There’s Jonathan Zittrain‘s new book, The Future of the Internet — And How to Stop It. (In addition to buying a print copy, you can download the pdf version under creative commons license). Presenting on that book, there’s video of Zittrain at Princeton on March 26th, at ISOC-NY on April 11th, and at the Berkman Center the following week. You can also read and comment on the book.
Finally, via Biella Coleman I found this fascinating video from an event April 16th (between the above two videos), from a meeting of the NY Chapter of the Internet Society, talking about “The Futures of the Internet.” The discussion was sponsored by the NYU Information Law Institute, Free Culture @ NYU, and ISOC-NY. (Shirky’s presentation is on the same cognitive surplus theme from his web 2.0 expo keynote I recently blogged about).

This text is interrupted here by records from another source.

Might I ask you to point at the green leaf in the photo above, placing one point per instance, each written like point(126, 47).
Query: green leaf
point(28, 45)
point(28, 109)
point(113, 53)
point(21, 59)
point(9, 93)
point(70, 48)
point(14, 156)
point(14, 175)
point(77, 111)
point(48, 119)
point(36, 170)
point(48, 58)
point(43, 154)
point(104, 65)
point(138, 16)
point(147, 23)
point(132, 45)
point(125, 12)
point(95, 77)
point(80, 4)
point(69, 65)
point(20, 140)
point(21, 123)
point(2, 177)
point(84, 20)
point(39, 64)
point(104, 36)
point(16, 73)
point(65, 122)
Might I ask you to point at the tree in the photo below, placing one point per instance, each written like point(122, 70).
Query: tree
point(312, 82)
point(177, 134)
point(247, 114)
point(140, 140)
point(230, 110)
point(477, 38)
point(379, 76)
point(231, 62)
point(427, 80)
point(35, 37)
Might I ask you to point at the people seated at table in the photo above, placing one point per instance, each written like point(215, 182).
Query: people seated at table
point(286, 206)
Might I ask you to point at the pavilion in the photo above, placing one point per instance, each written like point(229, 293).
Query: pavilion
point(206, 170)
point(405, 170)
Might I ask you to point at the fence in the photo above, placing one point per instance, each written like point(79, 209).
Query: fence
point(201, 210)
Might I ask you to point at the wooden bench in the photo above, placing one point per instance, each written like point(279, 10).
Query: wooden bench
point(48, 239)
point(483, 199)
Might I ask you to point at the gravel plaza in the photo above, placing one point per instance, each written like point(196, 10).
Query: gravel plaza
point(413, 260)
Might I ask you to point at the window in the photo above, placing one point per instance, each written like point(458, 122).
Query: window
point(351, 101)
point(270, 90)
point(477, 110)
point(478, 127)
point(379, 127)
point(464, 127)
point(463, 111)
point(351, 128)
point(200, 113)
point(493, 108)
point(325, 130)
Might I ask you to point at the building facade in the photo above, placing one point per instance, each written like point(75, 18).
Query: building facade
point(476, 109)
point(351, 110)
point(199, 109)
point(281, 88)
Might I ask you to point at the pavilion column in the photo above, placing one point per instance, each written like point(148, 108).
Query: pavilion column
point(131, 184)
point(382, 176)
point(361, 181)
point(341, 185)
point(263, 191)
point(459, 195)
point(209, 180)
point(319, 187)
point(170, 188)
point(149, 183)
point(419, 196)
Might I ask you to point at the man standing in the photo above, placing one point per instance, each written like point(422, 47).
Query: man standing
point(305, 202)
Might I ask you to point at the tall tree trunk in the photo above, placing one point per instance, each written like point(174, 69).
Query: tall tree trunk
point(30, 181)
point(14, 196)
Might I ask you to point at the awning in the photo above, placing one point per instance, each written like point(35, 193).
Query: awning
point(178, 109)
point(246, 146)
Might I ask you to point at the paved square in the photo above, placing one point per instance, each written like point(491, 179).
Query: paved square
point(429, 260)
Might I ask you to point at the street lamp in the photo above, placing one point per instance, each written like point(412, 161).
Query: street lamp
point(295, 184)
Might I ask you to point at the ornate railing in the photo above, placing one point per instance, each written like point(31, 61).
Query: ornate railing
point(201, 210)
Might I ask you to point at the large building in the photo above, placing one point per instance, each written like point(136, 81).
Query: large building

- Clay Shirky, Author: Here Comes Everybody: The Power of Organizing Without Organizations, Adjunct Professor, NYU ITP
- Tim Wu, Author: Who Controls The Internet?, Professor, Columbia Law School
- Lauren Cornell, Executive Director, Rhizome
- Jimmy Wales, Founder, Wikipedia and Wikia
- Jonathan Zittrain, Author: The Future of the Internet – and How to Stop It, Professor, Oxford University; Visiting Professor, NYU Law,
It’s a lengthy video (1 hour 30 minutes), so I recommend downloading a version and getting comfortable to watch it. But if you’re interested in generativity, free culture, online communities, geek culture, mass collaboration, and the larger questions of the internet-as-public-sphere, it’s well worth it.
Once you’ve watched it, go read Biella’s blog post which raises the question she also asked in the video about the depth of political consciousness in “geek culture” generally and free software communities like Debian in particular, as well as the comment thread following it.
I can’t help but relate the discussion also to ROFLCon, and what I perceived as an unfortunate lack of critical and political framing to the discussion there (with some notable exceptions). Don’t get me wrong – I’m a huge fan of LOLCats and potentially subversive power of humor. But what kind of culture do we hope we’re collectively creating on the ‘net?
One attraction of the internet can be how unlike the offline world it is – but as the line between online communities and “real world” communities blurs (as more and more offline groups and communities become digitally enabled, and more and more online communities develop offline manifestations) do we risk losing the generative freedom the internet has made possible in the last decade?
As we move in the direction of cloud-based and hosted computing platforms like Google App Engine, Amazon EC2, or even the Facebook API and Open Social, do we put at risk the basic freedoms the FSF is organized to fight in support of?
There’s a quote often attributed to Abraham Lincoln that the best way to predict the future is to create it – so what are we collectively doing to create the future of the internet that preserves its progressive and liberational aspects?